On Friday. Kroger and Albertsons Companies, Inc. entered into a definitive agreement that calls for Kroger to acquire the Idaho-based grocer.
Kroger will acquire all shares of Albertsons for $24.6 billion.
Albertsons owns the Safeway and Acme chains, which operate Delaware stores. Both have cut their store count over the years, although Acme snapped up some locations from now-defunct Pathmark.
Safeway struggled with the acquisition of Genuardi’s stores in Delaware and Pennsylvania, with Albertsons eventually buying California-based Safeway.
Kroger operates a couple of Harris-Teeter stores in coastal Sussex County.
The massive merger will face antitrust scrutiny with Kroger setting up a company that will sell store locations that regulators are certain to demand.
Such sales may not occur in Delaware, given the shrinking market share of Acme and Safeway. Even so, Acme has stores in strategic locations like Hockessin and Pike Creek in Delaware, which have few nearby competitors.
Albertsons faces stiff competition, including Walmart, Shoprite, and Wegmans, which will open a store near Wilmington later this month. Also in the competitive mix in the region are discount German grocers Lidl and Aldi as well as Dutch-owned Giant and Food Lion.
Together, Albertsons Cos. and Kroger currently employ more than 710,000 and operate a whopping 4,996 stores, 66 distribution centers, 52 manufacturing plants, 3,972 pharmacies, and 2,015 fuel centers.
The deal would give Kroger stores in 48 states and the District of Columbia.
A release stated that Kroger plans to invest in lowering prices, upgrading Albertsons’ stores, and enhancing benefits as grocers struggle to find entry-level staff.

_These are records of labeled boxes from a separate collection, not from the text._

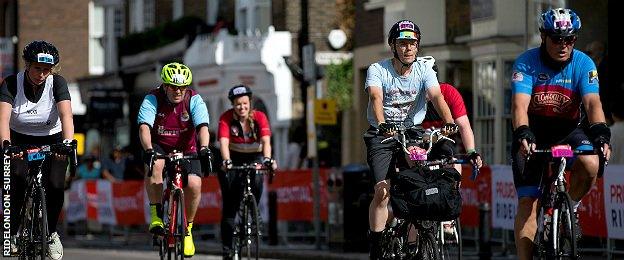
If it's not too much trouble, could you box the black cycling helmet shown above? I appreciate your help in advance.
[22,41,60,65]
[228,84,253,102]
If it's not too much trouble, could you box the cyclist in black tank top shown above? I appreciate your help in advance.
[0,41,74,260]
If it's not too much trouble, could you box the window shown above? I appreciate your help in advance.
[89,2,105,75]
[130,0,156,32]
[206,0,219,25]
[236,0,271,35]
[173,0,184,20]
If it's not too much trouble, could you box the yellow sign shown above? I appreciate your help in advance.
[314,99,338,125]
[74,133,85,155]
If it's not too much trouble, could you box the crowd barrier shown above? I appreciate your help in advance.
[0,165,624,239]
[65,169,328,226]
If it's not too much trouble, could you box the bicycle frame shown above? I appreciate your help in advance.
[148,151,197,260]
[525,145,595,259]
[7,140,77,259]
[381,125,478,259]
[228,163,271,259]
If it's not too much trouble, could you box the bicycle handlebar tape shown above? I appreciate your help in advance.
[513,125,535,143]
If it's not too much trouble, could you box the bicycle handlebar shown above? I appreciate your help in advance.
[3,139,78,178]
[423,154,481,181]
[147,153,200,177]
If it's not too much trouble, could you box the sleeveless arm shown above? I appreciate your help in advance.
[52,75,71,103]
[190,94,210,127]
[137,94,158,128]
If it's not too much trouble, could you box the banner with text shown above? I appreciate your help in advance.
[491,165,518,230]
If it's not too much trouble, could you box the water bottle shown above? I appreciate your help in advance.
[544,208,553,241]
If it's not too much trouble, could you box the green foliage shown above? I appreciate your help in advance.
[325,59,353,111]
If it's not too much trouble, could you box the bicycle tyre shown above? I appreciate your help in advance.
[33,187,50,260]
[438,218,463,260]
[550,192,578,259]
[380,221,418,260]
[416,229,441,260]
[173,191,186,260]
[241,194,260,260]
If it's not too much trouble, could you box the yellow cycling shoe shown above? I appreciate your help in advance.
[149,205,165,234]
[184,222,195,257]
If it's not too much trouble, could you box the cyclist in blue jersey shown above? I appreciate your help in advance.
[511,8,611,259]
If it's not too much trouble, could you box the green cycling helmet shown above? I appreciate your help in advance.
[160,62,193,86]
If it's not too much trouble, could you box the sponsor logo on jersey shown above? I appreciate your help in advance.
[532,91,572,113]
[230,126,238,136]
[157,125,188,136]
[180,111,190,122]
[511,71,524,82]
[589,70,598,84]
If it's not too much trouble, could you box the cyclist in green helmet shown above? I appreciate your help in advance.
[138,62,210,257]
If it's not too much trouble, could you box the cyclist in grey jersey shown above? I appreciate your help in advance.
[364,20,457,259]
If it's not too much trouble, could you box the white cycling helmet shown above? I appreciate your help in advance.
[416,56,438,73]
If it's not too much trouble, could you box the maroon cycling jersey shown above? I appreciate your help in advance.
[150,88,197,153]
[218,109,271,153]
[422,83,467,128]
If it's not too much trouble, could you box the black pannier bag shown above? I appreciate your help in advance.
[390,168,462,222]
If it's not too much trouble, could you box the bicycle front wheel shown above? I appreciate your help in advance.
[416,226,441,260]
[438,218,463,260]
[171,191,186,260]
[551,192,579,259]
[238,195,260,260]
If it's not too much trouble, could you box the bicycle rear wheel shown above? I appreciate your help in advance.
[416,226,441,260]
[551,192,579,259]
[237,195,260,260]
[438,218,463,260]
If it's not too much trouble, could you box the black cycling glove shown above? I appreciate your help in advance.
[143,149,156,168]
[2,140,21,154]
[379,122,397,134]
[588,123,611,149]
[513,125,535,144]
[444,123,459,135]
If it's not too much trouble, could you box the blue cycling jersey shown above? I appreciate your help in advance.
[511,48,598,123]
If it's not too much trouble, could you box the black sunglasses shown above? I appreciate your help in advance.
[548,35,577,45]
[167,85,188,91]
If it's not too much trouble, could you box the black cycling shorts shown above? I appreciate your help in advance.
[152,143,204,177]
[511,128,594,198]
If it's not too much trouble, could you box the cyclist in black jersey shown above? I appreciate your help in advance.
[0,41,74,260]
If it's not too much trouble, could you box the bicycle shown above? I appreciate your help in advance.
[148,150,199,260]
[3,140,78,260]
[228,163,273,260]
[382,126,478,260]
[525,145,596,259]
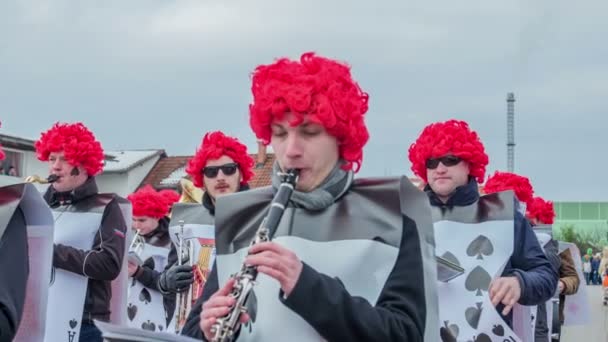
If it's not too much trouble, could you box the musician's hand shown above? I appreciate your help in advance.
[200,278,249,341]
[159,265,194,293]
[127,262,139,277]
[245,242,302,297]
[489,277,521,316]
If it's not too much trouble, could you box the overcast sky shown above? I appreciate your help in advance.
[0,0,608,201]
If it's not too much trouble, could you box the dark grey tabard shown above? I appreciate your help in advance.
[216,177,438,341]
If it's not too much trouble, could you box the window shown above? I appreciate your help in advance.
[0,148,23,177]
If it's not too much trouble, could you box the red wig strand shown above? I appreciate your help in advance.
[127,185,179,219]
[409,120,489,183]
[249,52,369,172]
[526,197,555,224]
[186,131,254,188]
[483,171,534,205]
[35,122,103,176]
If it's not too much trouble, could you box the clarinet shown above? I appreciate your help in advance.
[211,169,300,342]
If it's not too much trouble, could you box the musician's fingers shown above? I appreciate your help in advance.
[258,266,287,284]
[245,251,289,275]
[201,306,230,320]
[249,242,290,255]
[201,316,216,332]
[203,296,236,313]
[211,278,234,298]
[239,313,251,324]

Acme has taken heat for its pricing, while Shoprite has been criticized by shoppers on social media sites for relying too much on self-checkout lines.
Albertsons and Safeway were combined with the help of private equity funding, with the combined company criticized by shoppers for the condition of stores, although many locations received modest makeovers.
Kroger also has a track record of successfully operating regional brands like Kansas’ Dillon’s, the South’s Harris-Teeter, and Colorado’s King Soopers without converting the stores to its name
“We have been on a transformational journey to evolve Albertsons Cos. into a modern and efficient omnichannel food, and drug retailer focused on building deep and lasting relationships with our customers and communities. I am proud of what our 290,000 associates have accomplished, delivering top-tier performance while furthering our purpose to bring people together around the joys of food and to inspire well-being. Today’s announcement is a testament to their success,” said Vivek Sankaran, CEO of Albertsons Cos.